# Four new additions.



## RoyalRuby (Jun 3, 2020)

Packie style Carlings Red Cap still full with labels, patent date 1916 Coca-Cola which is more blue than German green, and an early Howell&Smith squat from Buffalo which should date from between 1854-1865, any more info on it would be appreciated. I also picked up a Tech quart milk filled in Youngstown that I've been eying for quite a while now, I haven't been able to find much info on it, seller had a 20% off going on in his booth so I grabbed it as well, the Carlings and Howell&Smith came from an older gent that has a ton of antiques at his home, been there many times but somehow never nocticed these two until yesterday, the Coca-Cola and Tech milk came from two different smaller antique shops that were along the way back home.


----------



## RoyalRuby (Jun 3, 2020)

Wated to add, the embossed word "Tech" on the milk is basically the same as was used on the the beer/ale cans and bottle labels from Pittsburgh, Pa. from the same time period (40's/50's).


----------



## ROBBYBOBBY64 (Jun 3, 2020)

You always find great stuff. I love that squat. Very nice color.


----------



## ROBBYBOBBY64 (Jun 3, 2020)

RoyalRuby said:


> Packie style Carlings Red Cap still full with labels, patent date 1916 Coca-Cola which is more blue than German green, and an early Howell&Smith squat from Buffalo which should date from between 1854-1865, any more info on it would be appreciated. I also picked up a Tech quart milk filled in Youngstown that I've been eying for quite a while now, I haven't been able to find much info on it, seller had a 20% off going on in his booth so I grabbed it as well, the Carlings and Howell&Smith came from an older gent that has a ton of antiques at his home, been there many times but somehow never nocticed these two until yesterday, the Coca-Cola and Tech milk came from two different smaller antique shops that were along the way back home.View attachment 208172View attachment 208173


Sometime before 1852 Burr & Waters hired a clerk named John Howell. In 1954 he and Willard Smith bought the business. It was renamed Howell & Smith. In 1865 smith left the firm and the business name changed to "John Howell".  John's son Edgar W. Joined the firm in 1881 the name changed to John Howell & son. His other son George W. Joined at a later date. John Howell retired in 1889. They went into agreement with Crystal Mineral water in 1899 and the firm changed names to Crystal Botting Co. Hope this helps.
ROBBYBOBBY64


----------



## RoyalRuby (Jun 3, 2020)

ROBBYBOBBY64 said:


> Sometime before 1852 Burr & Waters hired a clerk named John Howell. In 1954 he and Willard Smith bought the business. It was renamed Howell & Smith. In 1865 smith left the firm and the business name changed to "John Howell".  John's son Edgar W. Joined the firm in 1881 the name changed to John Howell & son. His other son George W. Joined at a later date. John Howell retired in 1889. They went into agreement with Crystal Mineral water in 1899 and the firm changed names to Crystal Botting Co. Hope this helps.
> ROBBYBOBBY64


Yep, I read the same article, which is why I concluded the time period of the bottle.


----------



## ROBBYBOBBY64 (Jun 3, 2020)

Exactly. Way ahead of me. I should have known. Glad to help...i think. Lol! Have a good one RoyalRuby.


----------



## RoyalRuby (Jun 3, 2020)

ROBBYBOBBY64 said:


> Exactly. Way ahead of me. I should have known. Glad to help...i think. Lol! Have a good one RoyalRuby.


----------



## RoyalRuby (Jun 3, 2020)

ROBBYBOBBY64 said:


> You always find great stuff. I love that squat. Very nice color.

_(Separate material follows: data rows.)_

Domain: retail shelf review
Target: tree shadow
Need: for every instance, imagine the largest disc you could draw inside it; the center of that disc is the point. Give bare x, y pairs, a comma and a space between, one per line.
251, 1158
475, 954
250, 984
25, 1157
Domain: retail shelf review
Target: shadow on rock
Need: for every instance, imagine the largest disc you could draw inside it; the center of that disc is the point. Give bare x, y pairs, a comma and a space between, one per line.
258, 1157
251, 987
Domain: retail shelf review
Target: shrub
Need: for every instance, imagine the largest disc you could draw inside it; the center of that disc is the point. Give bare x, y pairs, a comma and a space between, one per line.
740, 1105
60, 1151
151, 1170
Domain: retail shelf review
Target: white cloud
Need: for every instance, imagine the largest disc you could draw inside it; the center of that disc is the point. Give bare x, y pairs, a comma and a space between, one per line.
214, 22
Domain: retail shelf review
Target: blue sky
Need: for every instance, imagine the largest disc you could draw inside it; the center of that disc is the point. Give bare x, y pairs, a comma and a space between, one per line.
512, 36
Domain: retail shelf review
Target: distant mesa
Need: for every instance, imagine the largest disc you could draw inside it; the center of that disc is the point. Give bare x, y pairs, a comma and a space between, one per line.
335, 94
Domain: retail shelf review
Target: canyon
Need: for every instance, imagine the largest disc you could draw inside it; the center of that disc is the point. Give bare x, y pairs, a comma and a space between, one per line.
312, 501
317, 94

Glad to hear that someone likes some of the stuff I post, I question many times if I'm on the right forum, judging by the views and the number of responses, it might be time to create a new forum, yes, I own many very old bottles which seams to be the main interest here, which is understandable, but when posting about other oddities bottles and other collectables, there isn't any real interest here.


----------



## ROBBYBOBBY64 (Jun 3, 2020)

RoyalRuby said:


> Glad to hear that someone likes some of the stuff I post, I question many times if I'm on the right forum, judging by the views and the number of responses, it might be time to create a new forum, yes, I own many very old bottles which seams to be the main interest here, which is understandable, but when posting about other oddities bottles and other collectables, there isn't any real interest here.


I like everything. I am not antique bias. I have what I like. I post stuff no one looks at or replies to. I don't care I just keep posting happily. Thanks for all your posts.
ROBBYBOBBY64.


----------



## ROBBYBOBBY64 (Jun 4, 2020)

RoyalRuby said:


> View attachment 208193


Blue on the right is a find of a lifetime.


----------